[Resolved] ams2-cloudmin.anu.net crash

The Cloudmin VM management system for our Amsterdam 2 datacenter crashed last night (11th October). The crash was due to a bug in the VM status collection system which caused it to use excessive resources and eventually run out of memory altogether.

We have resolved this issue by restarting the Cloudmin server. There is also an unofficial patch for this bug which we have now applied, pending the next maintenance release of Cloudmin which will fix this known issue.

Services affected: DNS resolution for ams2-cloudmin.anu.net zone, Web GUI VM management for VMs in Amsterdam 2 datacenter, API/customer portal management of VMs in Amsterdam 2 datacenter.

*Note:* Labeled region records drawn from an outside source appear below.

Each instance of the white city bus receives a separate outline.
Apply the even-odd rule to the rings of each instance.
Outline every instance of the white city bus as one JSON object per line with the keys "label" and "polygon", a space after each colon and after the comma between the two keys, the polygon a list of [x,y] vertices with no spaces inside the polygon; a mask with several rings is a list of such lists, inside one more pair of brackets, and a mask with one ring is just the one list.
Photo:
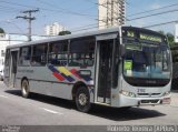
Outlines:
{"label": "white city bus", "polygon": [[9,45],[4,83],[30,92],[129,108],[170,103],[171,57],[165,35],[134,27]]}

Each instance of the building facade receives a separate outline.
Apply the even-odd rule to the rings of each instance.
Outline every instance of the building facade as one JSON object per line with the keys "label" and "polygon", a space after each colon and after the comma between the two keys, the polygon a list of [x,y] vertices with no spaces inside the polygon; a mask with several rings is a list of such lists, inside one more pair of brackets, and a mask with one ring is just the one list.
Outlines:
{"label": "building facade", "polygon": [[65,31],[65,27],[55,22],[52,24],[46,26],[46,35],[58,35],[60,31]]}
{"label": "building facade", "polygon": [[125,24],[125,0],[98,0],[99,29]]}

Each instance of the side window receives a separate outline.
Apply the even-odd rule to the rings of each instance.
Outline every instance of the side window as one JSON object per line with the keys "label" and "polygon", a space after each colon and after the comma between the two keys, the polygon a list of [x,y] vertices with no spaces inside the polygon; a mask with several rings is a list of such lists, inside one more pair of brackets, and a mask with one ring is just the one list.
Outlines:
{"label": "side window", "polygon": [[31,47],[20,49],[19,65],[30,65]]}
{"label": "side window", "polygon": [[6,61],[4,61],[4,65],[9,65],[9,60],[10,59],[10,50],[9,49],[7,49],[7,52],[6,52]]}
{"label": "side window", "polygon": [[31,65],[46,65],[48,44],[38,44],[32,48]]}
{"label": "side window", "polygon": [[53,65],[67,65],[68,41],[57,41],[49,44],[48,63]]}
{"label": "side window", "polygon": [[92,67],[95,59],[95,38],[80,38],[71,40],[69,65],[71,67]]}

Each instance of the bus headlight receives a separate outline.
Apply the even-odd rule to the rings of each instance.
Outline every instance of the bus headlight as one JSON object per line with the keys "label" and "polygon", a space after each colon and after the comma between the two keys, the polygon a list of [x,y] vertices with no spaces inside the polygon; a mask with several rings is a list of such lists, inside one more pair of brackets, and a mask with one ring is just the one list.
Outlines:
{"label": "bus headlight", "polygon": [[170,94],[170,91],[165,92],[162,95],[164,95],[164,97],[167,97],[167,95],[169,95],[169,94]]}
{"label": "bus headlight", "polygon": [[128,91],[121,90],[120,93],[123,94],[123,95],[126,95],[126,97],[136,98],[136,94],[132,93],[132,92],[128,92]]}

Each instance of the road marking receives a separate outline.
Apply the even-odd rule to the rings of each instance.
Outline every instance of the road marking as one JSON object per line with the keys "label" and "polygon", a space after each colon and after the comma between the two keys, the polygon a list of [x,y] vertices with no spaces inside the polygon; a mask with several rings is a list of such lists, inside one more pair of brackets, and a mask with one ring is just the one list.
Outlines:
{"label": "road marking", "polygon": [[6,97],[6,95],[0,95],[0,98],[8,98],[8,97]]}
{"label": "road marking", "polygon": [[53,113],[53,114],[60,114],[60,115],[63,114],[63,113],[60,113],[60,112],[57,112],[57,111],[53,111],[53,110],[49,110],[49,109],[46,109],[46,108],[41,108],[41,109],[43,109],[47,112]]}

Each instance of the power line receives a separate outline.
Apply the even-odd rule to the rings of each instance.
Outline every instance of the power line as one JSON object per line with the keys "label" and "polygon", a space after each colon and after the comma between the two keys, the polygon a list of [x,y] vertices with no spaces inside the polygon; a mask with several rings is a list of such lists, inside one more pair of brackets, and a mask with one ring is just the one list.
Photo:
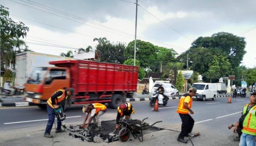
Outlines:
{"label": "power line", "polygon": [[[33,8],[33,9],[37,9],[37,10],[39,10],[39,11],[43,11],[43,12],[46,12],[46,13],[48,13],[48,14],[52,14],[52,15],[55,15],[55,16],[59,16],[59,17],[60,17],[62,18],[64,18],[64,19],[68,19],[68,20],[71,20],[71,21],[74,21],[74,22],[78,22],[78,23],[81,23],[81,24],[82,24],[86,25],[89,26],[91,26],[91,27],[92,27],[95,28],[96,28],[99,29],[100,29],[100,30],[103,30],[103,31],[107,31],[107,32],[111,32],[111,33],[114,33],[114,34],[117,34],[117,35],[121,35],[121,36],[123,36],[126,37],[127,37],[127,38],[128,38],[133,39],[132,38],[131,38],[131,37],[128,37],[128,36],[124,36],[124,35],[121,35],[121,34],[117,34],[117,33],[115,33],[115,32],[114,32],[109,31],[108,31],[108,30],[103,30],[103,29],[101,29],[101,28],[98,28],[98,27],[94,27],[94,26],[91,26],[91,25],[89,25],[89,24],[85,24],[85,23],[82,23],[82,22],[78,22],[78,21],[76,21],[76,20],[74,20],[71,19],[69,19],[69,18],[65,18],[65,17],[63,17],[63,16],[61,16],[58,15],[56,15],[56,14],[55,14],[52,13],[50,13],[50,12],[48,12],[45,11],[44,11],[44,10],[41,10],[41,9],[37,9],[37,8],[34,8],[34,7],[31,7],[31,6],[28,6],[28,5],[25,5],[25,4],[21,4],[21,3],[18,3],[18,2],[15,1],[12,1],[12,0],[10,0],[10,1],[12,1],[12,2],[14,2],[14,3],[17,3],[19,4],[21,4],[21,5],[23,5],[26,6],[28,7],[30,7],[30,8]],[[74,17],[70,16],[68,16],[68,15],[65,15],[65,14],[63,14],[60,13],[60,12],[56,12],[56,11],[53,11],[53,10],[51,10],[51,9],[49,9],[46,8],[44,8],[44,7],[41,7],[41,6],[38,6],[38,5],[35,5],[35,4],[31,4],[31,3],[28,3],[28,2],[26,2],[26,1],[23,1],[23,0],[19,0],[21,1],[23,1],[23,2],[25,2],[27,3],[28,3],[30,4],[33,4],[33,5],[35,5],[37,6],[38,6],[38,7],[41,7],[41,8],[45,8],[45,9],[47,9],[50,10],[50,11],[54,11],[54,12],[57,12],[57,13],[58,13],[61,14],[62,15],[65,15],[65,16],[69,16],[69,17],[72,17],[72,18],[75,18],[75,19],[78,19],[78,20],[80,20],[83,21],[83,20],[81,20],[79,19],[78,19],[78,18],[74,18]],[[30,1],[33,2],[33,1],[30,1],[30,0],[29,0],[29,1]],[[119,31],[119,30],[118,30],[115,29],[114,29],[114,28],[111,28],[111,27],[107,27],[107,26],[104,26],[104,25],[101,25],[101,24],[100,24],[97,23],[95,23],[95,22],[91,22],[91,21],[89,21],[89,20],[86,20],[86,19],[83,19],[83,18],[80,18],[80,17],[79,17],[76,16],[75,16],[75,15],[72,15],[68,14],[67,13],[65,13],[65,12],[62,12],[62,11],[59,11],[59,10],[57,10],[57,9],[54,9],[54,8],[53,8],[49,7],[48,7],[48,6],[45,6],[45,5],[42,5],[42,4],[39,4],[39,3],[35,3],[35,2],[34,2],[34,3],[37,3],[37,4],[40,4],[40,5],[43,5],[43,6],[45,6],[45,7],[48,7],[48,8],[52,8],[52,9],[53,9],[56,10],[56,11],[60,11],[60,12],[62,12],[62,13],[67,14],[68,14],[68,15],[71,15],[71,16],[75,16],[75,17],[76,17],[78,18],[80,18],[80,19],[83,19],[85,20],[86,21],[89,21],[89,22],[92,22],[92,23],[96,23],[96,24],[98,24],[98,25],[97,25],[97,24],[93,24],[93,23],[90,23],[92,24],[93,24],[96,25],[97,25],[97,26],[100,26],[100,27],[105,27],[105,28],[108,28],[108,29],[112,29],[112,30],[116,30],[116,31],[120,31],[120,32],[121,32],[122,33],[125,33],[125,34],[126,34],[126,35],[130,35],[130,36],[133,36],[133,35],[129,34],[129,33],[127,33],[127,32],[123,32],[123,31]],[[25,19],[25,18],[24,18],[24,19]],[[99,26],[99,25],[101,25],[101,26]],[[121,32],[118,32],[121,33]],[[176,49],[177,49],[181,50],[187,50],[187,48],[183,48],[183,47],[178,47],[178,46],[174,46],[174,45],[169,45],[169,44],[166,44],[166,43],[161,43],[161,42],[157,42],[157,41],[152,41],[152,40],[150,40],[150,39],[146,39],[146,38],[142,38],[142,37],[138,37],[138,38],[140,38],[140,39],[141,39],[142,38],[142,39],[144,39],[147,40],[147,41],[150,41],[150,42],[155,42],[155,43],[158,43],[158,44],[162,44],[162,45],[165,45],[165,46],[170,46],[171,47],[174,47],[174,48],[176,48]],[[181,49],[182,48],[182,49]]]}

[Resolved] Partial outage on Xen cloud in Amsterdam 1 datacenter

A power distribution unit failure at our Amsterdam 1 datacenter has this morning taken out about 1/4 of our Xen hosts located in Amsterdam 1. Engineers are en route to switch it out.

In the mean time we have rebooted all affected virtual servers using spare capacity on the remaining Xen hosts. No loss of data has occurred as our redundant centralised storage servers have not been affected.

Our customer portal, shared.anu.net Lasso/PHP hosting server and a handful of customer VMs were briefly affected by the outage but have all now been restored.

SpamTitan TLS negotiation issue

It came to our attention this morning that email from Gmail accounts was not getting through to our Hosted Email customers. After running every test we could think of we discovered Gmail’s servers were failing TLS negotiation with SpamTitan, and not failing back to unencrypted SMTP. We have temporarily disabled TLS support on our SpamTitan server and mail is now coming through again. Any messages sent from Gmail since we restored SpamTitan yesterday morning will be delivered to your inboxes shortly.

This issue may also have affected some other email providers, though Gmail is the only major provider we are aware of that was behaving this way.